C agliari. Tanti anni fa. Ci troviamo in un liceo cittadino. In circolazione ci sono ancora le lire quando, a seguito di un fatto increscioso, si rende necessaria una speciale riunione alla quale partecipano diversi professori, la vicepreside, i rappresentanti di due diverse classi e altrettanti alunni del liceo - responsabili di aver umiliato un giovane ginnasiale, tirandolo su per i piedi e infilandogli la testa in un gabinetto.

Pare che, a compimento della bravata, sia stato pure tirato lo sciacquone. Intorno a un tavolo si parla. Si prova a dare un senso a ciò che senso non ha.

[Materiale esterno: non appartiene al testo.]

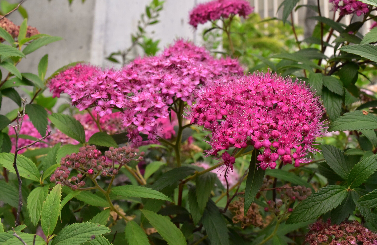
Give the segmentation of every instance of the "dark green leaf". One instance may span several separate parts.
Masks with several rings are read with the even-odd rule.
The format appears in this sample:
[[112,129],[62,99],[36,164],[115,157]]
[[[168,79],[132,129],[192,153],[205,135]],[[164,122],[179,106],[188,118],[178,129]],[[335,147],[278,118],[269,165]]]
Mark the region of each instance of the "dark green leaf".
[[363,158],[351,170],[347,183],[350,189],[358,187],[369,178],[377,169],[376,156]]
[[84,127],[78,120],[70,116],[61,113],[52,113],[48,118],[62,132],[81,143],[85,143]]
[[245,189],[244,213],[245,215],[263,183],[265,171],[261,168],[257,168],[257,156],[260,153],[259,151],[254,149],[251,154],[249,173],[246,179],[246,187]]
[[113,137],[106,132],[99,132],[94,134],[89,139],[89,145],[95,145],[102,146],[117,147],[118,144]]
[[341,186],[323,187],[299,203],[290,215],[287,223],[315,219],[338,207],[347,195],[347,189]]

Fra i presenti c'è anche lui: la vittima del bullismo. Un ragazzino con il volto efebico, i capelli scuri, la carnagione bianchissima e gli occhi sorprendentemente chiari e pieni di vergogna. Ma perché? Perché ci si sente sempre a disagio dopo aver subito una violenza?

Testimonianze, scuse. Un giro d'opinioni. Fino a che viene proposta la sospensione per quei due ragazzi responsabili di aver superato la linea della decenza. Si vota per alzata di mano.

I rappresentanti di classe conoscono i due bulli, sono loro amici. Ma scelgono di punirli. A rischio di compromettere il loro rapporto personale. È una decisione difficile: che potrebbe fruttar loro l'epiteto di infami. O quello di eroi.

La sospensione viene confermata. Ed è severa: dura molti giorni.

Passano gli anni. Anzi, i decenni. Fino a che, per caso, uno dei rappresentanti di classe e uno dei bulli si incontrano. Non c'è più astio fra loro. Ma soltanto un abbraccio sincero.

«Hai fatto bene a votare contro di me. Per la sospensione. Non avevo confini. E mi sono stati indicati».

Diventare uomini significa anche questo. Sbagliare. Subire una punizione. Pentirsi. Ma, soprattutto, chiedere scusa. E questo, a suo tempo, fu fatto.